I can get the wheels rolling. When put your paddle out 90 degrees from your boat for the C to C roll, you are pausing a touch to long before starting the roll. This is allowing the paddle blade to sink. Take advantage of surface tension, it is quite powerful. Make sure the blade is right at the water before attempting.
You are not using the whole sweep stroke, so you therefore only get a small amount of the paddle arc to use to right yourself. you also need to you push the front of the paddle further out from the boat before your start to sweep.
Hope this helps :-) its what i do and i have never failed a roll.
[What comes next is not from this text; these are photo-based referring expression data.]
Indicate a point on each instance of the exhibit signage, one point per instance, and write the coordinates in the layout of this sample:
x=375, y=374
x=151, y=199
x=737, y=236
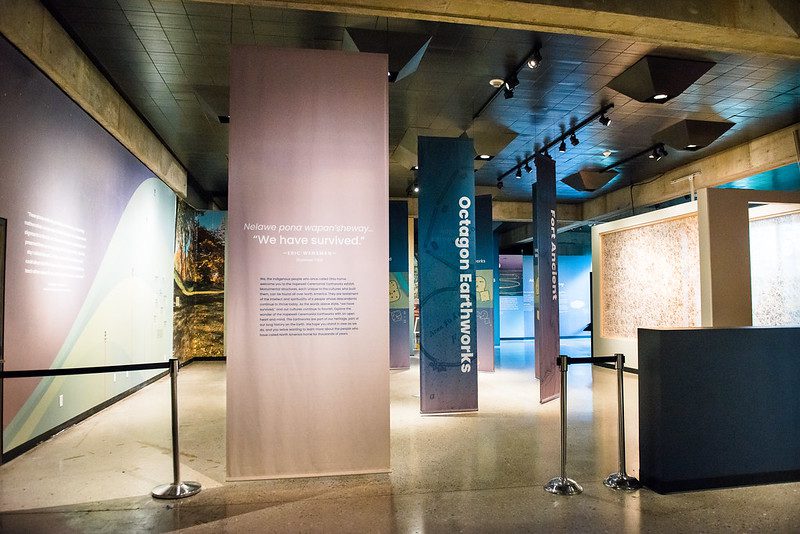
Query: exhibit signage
x=448, y=364
x=546, y=330
x=484, y=281
x=399, y=327
x=305, y=298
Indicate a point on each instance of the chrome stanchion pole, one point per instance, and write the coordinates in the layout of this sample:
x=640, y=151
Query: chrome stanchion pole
x=562, y=485
x=178, y=489
x=620, y=480
x=2, y=421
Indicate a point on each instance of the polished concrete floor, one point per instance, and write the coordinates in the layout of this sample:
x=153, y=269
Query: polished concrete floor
x=479, y=472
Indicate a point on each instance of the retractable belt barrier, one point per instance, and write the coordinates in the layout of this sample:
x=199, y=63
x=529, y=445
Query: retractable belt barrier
x=563, y=485
x=175, y=490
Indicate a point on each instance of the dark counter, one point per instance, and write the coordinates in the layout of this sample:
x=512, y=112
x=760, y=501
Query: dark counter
x=718, y=407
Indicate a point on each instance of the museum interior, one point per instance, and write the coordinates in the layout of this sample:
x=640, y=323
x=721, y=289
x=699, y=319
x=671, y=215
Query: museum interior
x=590, y=214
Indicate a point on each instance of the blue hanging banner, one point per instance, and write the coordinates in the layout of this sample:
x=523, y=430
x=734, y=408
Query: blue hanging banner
x=484, y=281
x=448, y=361
x=399, y=338
x=547, y=345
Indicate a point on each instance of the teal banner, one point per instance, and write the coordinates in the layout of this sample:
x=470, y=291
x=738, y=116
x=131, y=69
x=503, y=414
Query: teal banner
x=547, y=345
x=484, y=281
x=448, y=311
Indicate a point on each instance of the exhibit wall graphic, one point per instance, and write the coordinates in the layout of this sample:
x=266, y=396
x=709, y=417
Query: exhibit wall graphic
x=199, y=285
x=484, y=281
x=548, y=343
x=399, y=327
x=646, y=270
x=90, y=236
x=448, y=364
x=650, y=277
x=511, y=299
x=775, y=269
x=307, y=331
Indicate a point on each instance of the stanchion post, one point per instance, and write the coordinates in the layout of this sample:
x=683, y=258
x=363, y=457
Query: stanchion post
x=2, y=421
x=561, y=485
x=620, y=480
x=178, y=489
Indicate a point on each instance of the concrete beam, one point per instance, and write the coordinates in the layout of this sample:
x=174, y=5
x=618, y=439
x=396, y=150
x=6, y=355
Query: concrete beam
x=32, y=29
x=763, y=154
x=752, y=26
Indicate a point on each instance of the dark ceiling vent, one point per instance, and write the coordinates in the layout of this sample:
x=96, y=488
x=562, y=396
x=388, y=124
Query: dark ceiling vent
x=405, y=50
x=659, y=79
x=587, y=180
x=691, y=134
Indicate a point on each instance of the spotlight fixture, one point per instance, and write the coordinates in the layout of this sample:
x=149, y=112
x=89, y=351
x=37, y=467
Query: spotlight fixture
x=658, y=152
x=535, y=59
x=508, y=87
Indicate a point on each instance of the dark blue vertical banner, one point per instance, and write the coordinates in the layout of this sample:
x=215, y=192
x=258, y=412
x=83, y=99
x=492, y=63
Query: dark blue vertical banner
x=448, y=362
x=546, y=302
x=399, y=328
x=484, y=281
x=496, y=264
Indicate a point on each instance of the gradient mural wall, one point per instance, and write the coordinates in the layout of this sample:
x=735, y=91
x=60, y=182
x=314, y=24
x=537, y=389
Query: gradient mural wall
x=90, y=237
x=199, y=289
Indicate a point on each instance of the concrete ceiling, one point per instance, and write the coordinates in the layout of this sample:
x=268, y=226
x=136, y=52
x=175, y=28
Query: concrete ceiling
x=170, y=60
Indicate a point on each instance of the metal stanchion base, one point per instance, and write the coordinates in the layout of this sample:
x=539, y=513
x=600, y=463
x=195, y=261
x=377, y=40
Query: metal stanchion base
x=176, y=491
x=563, y=486
x=622, y=481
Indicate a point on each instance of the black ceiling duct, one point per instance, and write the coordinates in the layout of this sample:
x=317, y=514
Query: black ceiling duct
x=691, y=134
x=659, y=79
x=587, y=180
x=405, y=50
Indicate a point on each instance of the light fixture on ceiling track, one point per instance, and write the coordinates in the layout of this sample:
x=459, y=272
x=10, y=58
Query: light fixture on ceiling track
x=503, y=86
x=571, y=134
x=535, y=59
x=508, y=87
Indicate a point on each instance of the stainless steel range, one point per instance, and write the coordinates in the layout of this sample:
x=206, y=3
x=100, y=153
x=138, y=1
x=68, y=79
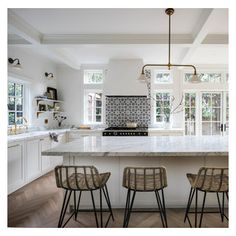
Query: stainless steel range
x=124, y=131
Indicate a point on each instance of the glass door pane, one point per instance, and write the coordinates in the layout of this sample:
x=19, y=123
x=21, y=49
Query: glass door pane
x=226, y=113
x=211, y=113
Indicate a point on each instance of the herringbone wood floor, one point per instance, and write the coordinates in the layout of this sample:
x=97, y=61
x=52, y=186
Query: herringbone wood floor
x=38, y=205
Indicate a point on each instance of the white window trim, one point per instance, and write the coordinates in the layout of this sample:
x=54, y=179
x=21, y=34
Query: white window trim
x=17, y=81
x=86, y=92
x=162, y=71
x=93, y=70
x=153, y=105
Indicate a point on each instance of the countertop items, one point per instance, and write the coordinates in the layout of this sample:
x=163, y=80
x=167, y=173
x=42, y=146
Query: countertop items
x=33, y=134
x=144, y=146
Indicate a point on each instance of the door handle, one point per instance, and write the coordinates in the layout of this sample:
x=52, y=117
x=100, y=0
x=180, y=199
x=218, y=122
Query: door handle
x=221, y=127
x=225, y=126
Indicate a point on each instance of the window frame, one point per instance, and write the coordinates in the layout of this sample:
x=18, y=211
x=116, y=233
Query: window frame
x=196, y=112
x=85, y=82
x=155, y=91
x=157, y=71
x=23, y=97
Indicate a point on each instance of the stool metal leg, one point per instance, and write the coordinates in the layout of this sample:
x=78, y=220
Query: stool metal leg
x=100, y=193
x=126, y=206
x=190, y=198
x=164, y=207
x=203, y=204
x=129, y=209
x=220, y=209
x=160, y=207
x=77, y=209
x=196, y=200
x=63, y=210
x=94, y=209
x=106, y=194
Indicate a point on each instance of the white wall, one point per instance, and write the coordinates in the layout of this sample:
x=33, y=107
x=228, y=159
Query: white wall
x=70, y=89
x=33, y=68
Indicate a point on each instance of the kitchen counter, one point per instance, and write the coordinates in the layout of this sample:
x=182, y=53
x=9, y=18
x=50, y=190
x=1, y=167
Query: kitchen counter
x=33, y=134
x=144, y=146
x=179, y=154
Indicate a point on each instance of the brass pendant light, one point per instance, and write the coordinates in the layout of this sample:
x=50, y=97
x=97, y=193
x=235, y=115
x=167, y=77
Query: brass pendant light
x=195, y=79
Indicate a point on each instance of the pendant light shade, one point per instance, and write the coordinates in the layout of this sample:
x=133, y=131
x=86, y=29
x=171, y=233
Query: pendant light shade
x=195, y=79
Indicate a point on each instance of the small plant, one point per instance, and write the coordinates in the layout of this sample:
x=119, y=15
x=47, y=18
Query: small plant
x=59, y=119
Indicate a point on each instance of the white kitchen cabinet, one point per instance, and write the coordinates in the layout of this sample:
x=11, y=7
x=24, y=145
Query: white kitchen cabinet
x=57, y=160
x=33, y=159
x=46, y=160
x=73, y=135
x=15, y=171
x=165, y=132
x=25, y=162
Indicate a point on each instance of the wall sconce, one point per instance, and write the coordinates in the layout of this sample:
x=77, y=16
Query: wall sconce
x=195, y=79
x=49, y=75
x=16, y=65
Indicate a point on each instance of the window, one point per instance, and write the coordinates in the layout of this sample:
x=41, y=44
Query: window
x=15, y=103
x=162, y=77
x=190, y=113
x=93, y=76
x=93, y=107
x=93, y=96
x=205, y=77
x=211, y=113
x=163, y=105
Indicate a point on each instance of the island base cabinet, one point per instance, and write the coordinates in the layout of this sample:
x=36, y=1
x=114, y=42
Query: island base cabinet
x=176, y=193
x=113, y=184
x=57, y=160
x=15, y=166
x=46, y=160
x=33, y=160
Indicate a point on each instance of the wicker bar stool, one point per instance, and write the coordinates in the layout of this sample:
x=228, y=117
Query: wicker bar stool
x=208, y=180
x=82, y=178
x=144, y=179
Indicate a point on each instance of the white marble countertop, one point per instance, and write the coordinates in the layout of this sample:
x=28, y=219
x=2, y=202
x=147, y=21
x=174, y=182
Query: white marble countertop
x=33, y=134
x=143, y=146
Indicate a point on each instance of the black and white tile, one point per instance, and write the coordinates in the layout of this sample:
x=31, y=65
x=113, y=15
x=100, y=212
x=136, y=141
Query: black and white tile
x=121, y=109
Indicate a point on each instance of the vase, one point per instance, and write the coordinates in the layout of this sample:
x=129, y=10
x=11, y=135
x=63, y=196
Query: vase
x=168, y=123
i can see on the clips that the arms are away from the body, that makes it heavier to roll. keep the elbow at the short end of the paddle as close to the body as possible. for a laid back roll as attempted in the clips, i usually position the outer blade paralel with the surface. then i have my arms in a locked position with my body and let my body go along with with the paddle. at finishing position i am laying in my back on the backdeck. but with the kayak used in the clip it is rather difficult to do a full laid back. so importent to remember for the laid back roll: don't hurt you back by trying to get as back as possible, find a comfortable limit for laying back. if it is insufficient finish with twisting the body.
as mentioned the kayak is a bit difficult to a laid back, so i'll suggest to do a storm roll where the body keeps leaning forward.